Getting 5,000 fans on a Facebook fan page is NOT a social media strategy. Getting 200 followers on Twitter is NOT a social media strategy. Facebook and Twitter are tactics used to execute a social media strategy, getting on Facebook and Twitter is not a social media strategy.
Mack worries that a shady agency or consultant will take any willing candidate who just wants a lot of followers and wants them now and that many assume follower and friend counts on Twitter and Facebook are the metrics to determine a successful social media strategy.
I completely agree with Mack here. My “XYZ” client having 20,000 followers doesn’t mean a thing if they aren’t the “right followers” (as Mack says: “But unless those 500 followers either do business with you, or have some level of influence over the people that WILL do business with you, then they are all but worthless to you.”).
What Mack’s post did get me thinking about though is how tired I am of hearing the “it’s ok that I only have 800 followers (even though I’ve been on Twitter for 2 years). Numbers don’t mean a thing.”
There is a reason certain people on Twitter have 30,000 + followers! Seems it’s an art form for some! They are obviously doing something right.
Do I believe that at some point people simply follow thinking “well they must be good if they have 30,000 followers…?” Yes – the number is essentially inflated with those half-interested followers.
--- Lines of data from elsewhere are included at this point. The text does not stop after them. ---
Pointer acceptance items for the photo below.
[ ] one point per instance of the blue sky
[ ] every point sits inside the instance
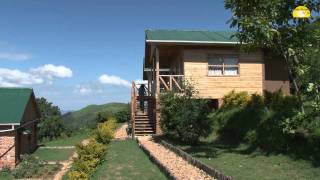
(81, 52)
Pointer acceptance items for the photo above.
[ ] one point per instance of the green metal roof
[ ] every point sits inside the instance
(190, 36)
(13, 102)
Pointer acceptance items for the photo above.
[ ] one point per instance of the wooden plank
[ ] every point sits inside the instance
(177, 84)
(164, 83)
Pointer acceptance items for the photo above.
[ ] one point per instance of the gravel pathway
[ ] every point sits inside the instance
(177, 166)
(57, 147)
(121, 132)
(66, 165)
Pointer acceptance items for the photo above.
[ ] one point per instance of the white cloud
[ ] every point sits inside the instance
(15, 56)
(50, 71)
(82, 90)
(40, 75)
(13, 78)
(88, 88)
(113, 80)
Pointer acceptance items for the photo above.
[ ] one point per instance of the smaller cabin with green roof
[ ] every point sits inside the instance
(19, 116)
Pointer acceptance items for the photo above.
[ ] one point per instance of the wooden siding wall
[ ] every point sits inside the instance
(250, 79)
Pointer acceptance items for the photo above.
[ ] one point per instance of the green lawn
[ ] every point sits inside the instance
(69, 141)
(6, 176)
(54, 154)
(125, 160)
(241, 163)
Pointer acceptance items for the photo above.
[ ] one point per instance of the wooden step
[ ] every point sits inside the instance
(144, 125)
(144, 132)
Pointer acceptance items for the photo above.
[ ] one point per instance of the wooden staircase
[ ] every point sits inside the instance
(142, 123)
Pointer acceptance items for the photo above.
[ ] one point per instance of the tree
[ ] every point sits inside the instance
(51, 125)
(47, 108)
(268, 24)
(103, 116)
(123, 115)
(185, 117)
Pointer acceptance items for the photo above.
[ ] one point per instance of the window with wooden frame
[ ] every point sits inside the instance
(223, 65)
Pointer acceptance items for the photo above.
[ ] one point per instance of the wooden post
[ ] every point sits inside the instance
(170, 82)
(157, 100)
(133, 108)
(157, 73)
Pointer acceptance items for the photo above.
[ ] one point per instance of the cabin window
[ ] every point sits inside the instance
(226, 65)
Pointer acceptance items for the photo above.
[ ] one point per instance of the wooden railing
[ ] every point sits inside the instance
(171, 82)
(133, 107)
(147, 91)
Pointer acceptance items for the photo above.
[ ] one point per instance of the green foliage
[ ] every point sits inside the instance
(50, 127)
(105, 131)
(47, 108)
(103, 116)
(31, 167)
(234, 99)
(264, 121)
(269, 25)
(123, 115)
(184, 117)
(89, 157)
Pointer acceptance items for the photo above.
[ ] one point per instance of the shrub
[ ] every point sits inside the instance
(32, 167)
(89, 157)
(184, 117)
(103, 116)
(105, 131)
(28, 168)
(50, 127)
(235, 99)
(267, 121)
(123, 115)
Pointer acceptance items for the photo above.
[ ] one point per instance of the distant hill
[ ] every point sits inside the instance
(85, 117)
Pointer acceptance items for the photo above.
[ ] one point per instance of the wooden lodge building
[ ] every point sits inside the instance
(19, 115)
(213, 63)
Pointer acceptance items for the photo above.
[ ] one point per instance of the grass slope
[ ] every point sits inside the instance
(125, 160)
(84, 117)
(54, 154)
(244, 164)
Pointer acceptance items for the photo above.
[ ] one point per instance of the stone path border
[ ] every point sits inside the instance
(174, 166)
(208, 169)
(57, 147)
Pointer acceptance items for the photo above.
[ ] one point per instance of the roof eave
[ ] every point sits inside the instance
(181, 42)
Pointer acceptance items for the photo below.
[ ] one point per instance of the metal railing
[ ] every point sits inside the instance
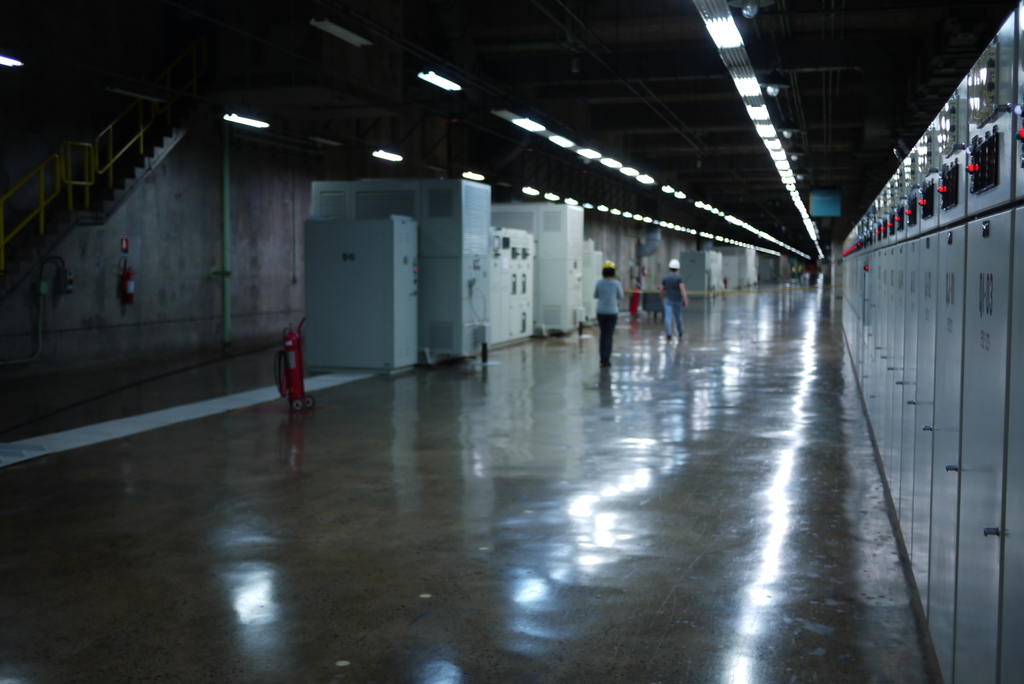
(119, 138)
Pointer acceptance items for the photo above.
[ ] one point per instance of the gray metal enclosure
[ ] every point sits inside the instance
(360, 293)
(936, 331)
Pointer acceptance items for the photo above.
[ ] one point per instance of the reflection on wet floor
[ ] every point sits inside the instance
(704, 510)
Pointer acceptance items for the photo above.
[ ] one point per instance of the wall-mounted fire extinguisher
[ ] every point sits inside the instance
(290, 371)
(127, 286)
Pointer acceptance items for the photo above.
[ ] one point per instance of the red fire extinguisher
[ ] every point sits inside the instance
(127, 284)
(290, 371)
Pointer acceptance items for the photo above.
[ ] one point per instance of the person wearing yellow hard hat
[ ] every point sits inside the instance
(674, 299)
(607, 292)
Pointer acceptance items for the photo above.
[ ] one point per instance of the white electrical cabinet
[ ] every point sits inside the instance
(739, 267)
(701, 272)
(360, 293)
(511, 286)
(558, 231)
(592, 263)
(454, 218)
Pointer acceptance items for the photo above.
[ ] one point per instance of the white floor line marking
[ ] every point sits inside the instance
(122, 427)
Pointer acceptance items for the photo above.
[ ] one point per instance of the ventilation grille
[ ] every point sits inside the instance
(371, 206)
(332, 204)
(475, 219)
(519, 219)
(440, 336)
(439, 204)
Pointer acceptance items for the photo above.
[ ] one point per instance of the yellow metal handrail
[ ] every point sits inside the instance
(146, 112)
(39, 211)
(193, 60)
(88, 166)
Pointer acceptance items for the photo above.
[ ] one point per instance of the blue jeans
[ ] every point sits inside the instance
(607, 324)
(673, 310)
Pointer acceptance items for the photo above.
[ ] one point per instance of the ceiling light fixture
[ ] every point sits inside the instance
(439, 81)
(387, 156)
(338, 32)
(255, 123)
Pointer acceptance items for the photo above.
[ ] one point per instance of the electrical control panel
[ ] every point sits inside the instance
(991, 85)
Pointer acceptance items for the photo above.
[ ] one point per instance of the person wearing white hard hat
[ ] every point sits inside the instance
(674, 299)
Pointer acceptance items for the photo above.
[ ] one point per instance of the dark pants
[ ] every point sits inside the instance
(607, 324)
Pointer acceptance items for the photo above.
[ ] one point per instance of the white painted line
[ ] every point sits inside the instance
(123, 427)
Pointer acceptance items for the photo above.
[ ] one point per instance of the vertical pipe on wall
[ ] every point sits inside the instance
(226, 234)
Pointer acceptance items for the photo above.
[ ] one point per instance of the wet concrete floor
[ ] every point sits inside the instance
(707, 510)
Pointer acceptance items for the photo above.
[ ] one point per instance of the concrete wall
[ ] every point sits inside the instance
(173, 221)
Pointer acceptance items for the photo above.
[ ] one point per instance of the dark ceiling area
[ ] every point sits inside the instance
(638, 80)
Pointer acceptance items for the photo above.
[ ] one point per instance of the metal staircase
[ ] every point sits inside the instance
(95, 177)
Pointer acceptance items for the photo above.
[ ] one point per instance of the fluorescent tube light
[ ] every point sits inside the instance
(236, 119)
(387, 156)
(439, 81)
(724, 33)
(338, 32)
(528, 124)
(748, 87)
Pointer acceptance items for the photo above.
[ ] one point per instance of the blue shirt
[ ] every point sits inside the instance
(607, 294)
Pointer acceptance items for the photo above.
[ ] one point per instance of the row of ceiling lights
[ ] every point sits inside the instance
(718, 19)
(551, 197)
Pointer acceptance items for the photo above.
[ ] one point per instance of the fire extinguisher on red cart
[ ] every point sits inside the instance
(127, 285)
(290, 372)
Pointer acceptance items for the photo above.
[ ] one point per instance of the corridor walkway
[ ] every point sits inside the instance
(702, 511)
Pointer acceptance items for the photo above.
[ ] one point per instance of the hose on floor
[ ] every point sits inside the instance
(137, 383)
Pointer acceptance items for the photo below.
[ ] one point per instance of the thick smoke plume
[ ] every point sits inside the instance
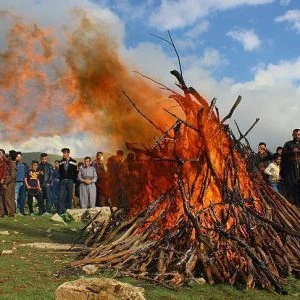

But I, for example, am definitely not the greatest thing since sliced bread. I don’t have 80,000 Twitter followers. But I do have some followers. And yes I want more. Thus, I try to tweet remotely useful (that’s a stretch) and/or semi-funny (at least funny to me and maybe @daniellecyr) information.
Give me your input. I’m expecting “it’s not all about the numbers, Kate.” In the end without engagement and community, 30,000 followers is useless to anyone. But 30,000 trumps 800 when it comes to anyone actually seeing your message.